Südamerika rutscht nach links
Venezuelas Präsident Chávez wirft mit Hilfe seiner Ölmilliarden ein rotes Netz über Lateinamerika
von Hans Heckel

Für die USA sei der Wahlausgang in Bolivien ein Schock, heißt es aus Washington. Mit dem siegreichen Präsidentschaftskandidaten Evo Morales ist der bettelarme Andenstaat nun in den Händen des Anführers der Koka-Bauern, auf deren Feldern die Blätter wachsen, aus denen Kokain gewonnen wird. Morales und seine "Bewegung zum Sozialismus" (MAS) wollen den Koka-Anbau in der Tat legalisieren und bezeichnen die Antidrogenpolitik der USA als Kolonialismus.

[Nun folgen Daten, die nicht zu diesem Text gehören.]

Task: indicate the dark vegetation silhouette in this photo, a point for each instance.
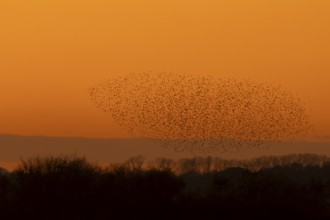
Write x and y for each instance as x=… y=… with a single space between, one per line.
x=70 y=187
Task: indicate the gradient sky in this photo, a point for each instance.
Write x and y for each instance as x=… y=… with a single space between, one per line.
x=52 y=51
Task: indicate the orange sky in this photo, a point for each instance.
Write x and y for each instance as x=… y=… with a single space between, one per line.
x=52 y=51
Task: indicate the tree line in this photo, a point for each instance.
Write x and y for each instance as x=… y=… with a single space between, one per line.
x=70 y=187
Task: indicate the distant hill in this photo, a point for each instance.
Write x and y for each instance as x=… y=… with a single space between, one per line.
x=14 y=147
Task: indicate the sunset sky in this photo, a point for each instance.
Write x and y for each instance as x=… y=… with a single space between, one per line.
x=52 y=51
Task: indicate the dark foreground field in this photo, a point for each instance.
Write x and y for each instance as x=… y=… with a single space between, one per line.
x=69 y=187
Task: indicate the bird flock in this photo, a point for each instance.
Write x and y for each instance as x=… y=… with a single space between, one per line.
x=202 y=114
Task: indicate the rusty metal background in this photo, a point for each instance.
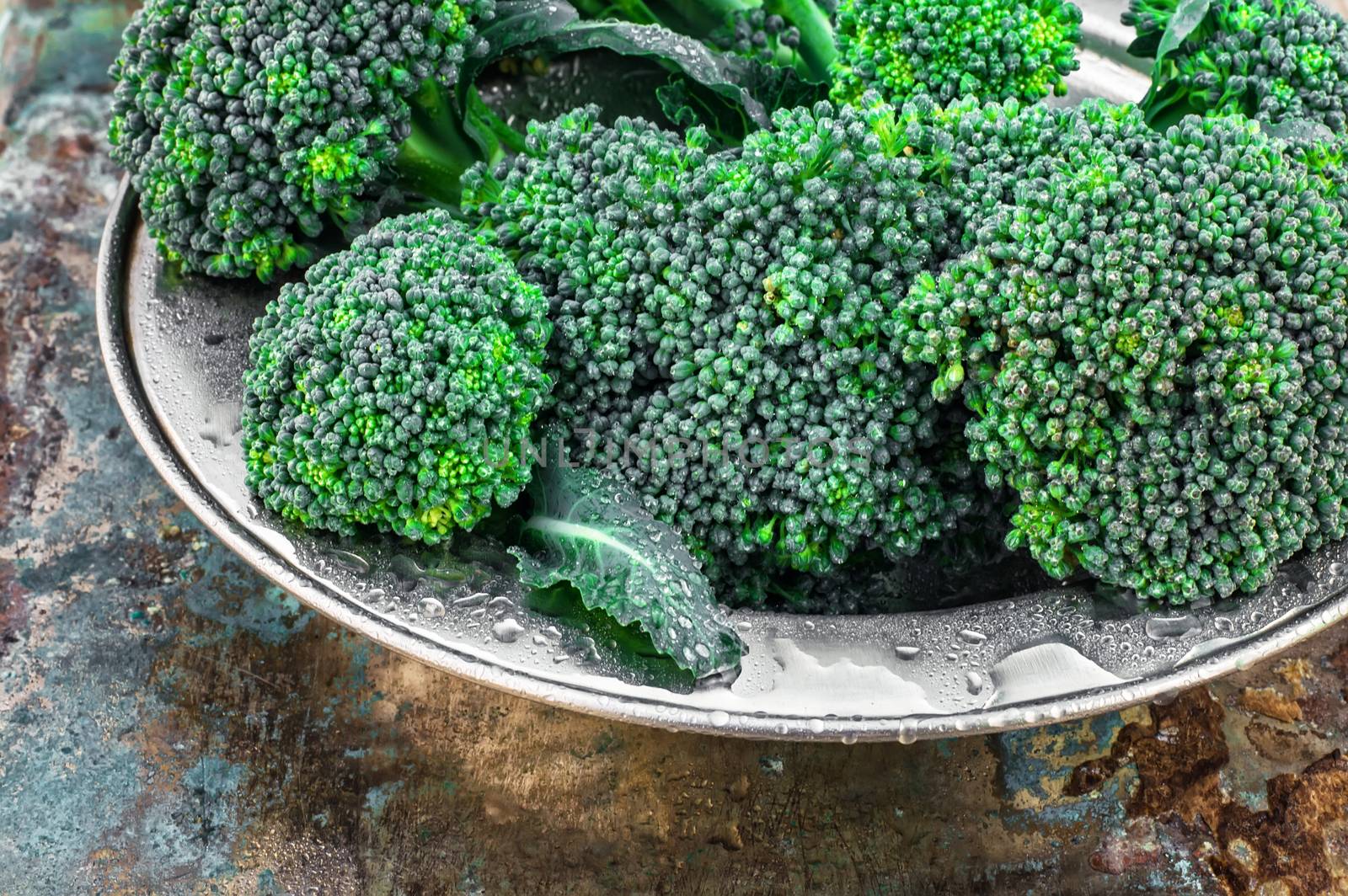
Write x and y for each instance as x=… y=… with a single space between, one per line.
x=175 y=347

Das Drogenproblem indes ist nur einer von mehreren Aspekten der US-amerikanischen Sorge. Selbst die lautstarken Sprüche aus Morales' Wahlkampf, der den Marxismus predigt und gegen den "US-Imperialismus" wettert, könnte die Supermacht noch einigermaßen ruhig verkraften.

Was den Umbruch in dem 9,5-Millionen-Land so bedenklich macht, ist die Gesamtentwicklung des südamerikanischen Kontinents, in die er hineinfällt.

1991 schien die "rote Gefahr" auch in diesem Teil der Welt endgültig gebannt. Die einst gefürchteten linken Guerillas verschwanden oder entpuppten sich bald als simple Verbrecherbanden. Der Fall des Castro-Regimes schien nur noch eine Frage der Zeit.

Heute, 14 Jahre danach, markiert der linke Erdrutschsieg in Bolivien den weiteren Schritt in eine Richtung, die kurz nach dem Untergang des Sowjetsystems niemand für möglich gehalten hatte: Ein lateinamerikanisches Land nach dem anderen fällt offenbar zurück in längst überholt geglaubte linksdoktrinäre Ideologien. Im Zentrum des Geschehens steht ein Staatsführer, der weit mehr Geld und Macht besitzt als der 47jährige Indioführer und nun bald Präsident aus dem bolivianischen Cochabamba: Es ist Venezuelas Präsident Hugo Chávez. Der Castro-Freund und Unterstützer ist mit dem Sieg seines Bewunderers Evo Morales dem Ziel, Anführer einer linksradikalen lateinamerikanischen Front gegen die USA zu werden, wieder eine Etappe nähergekommen.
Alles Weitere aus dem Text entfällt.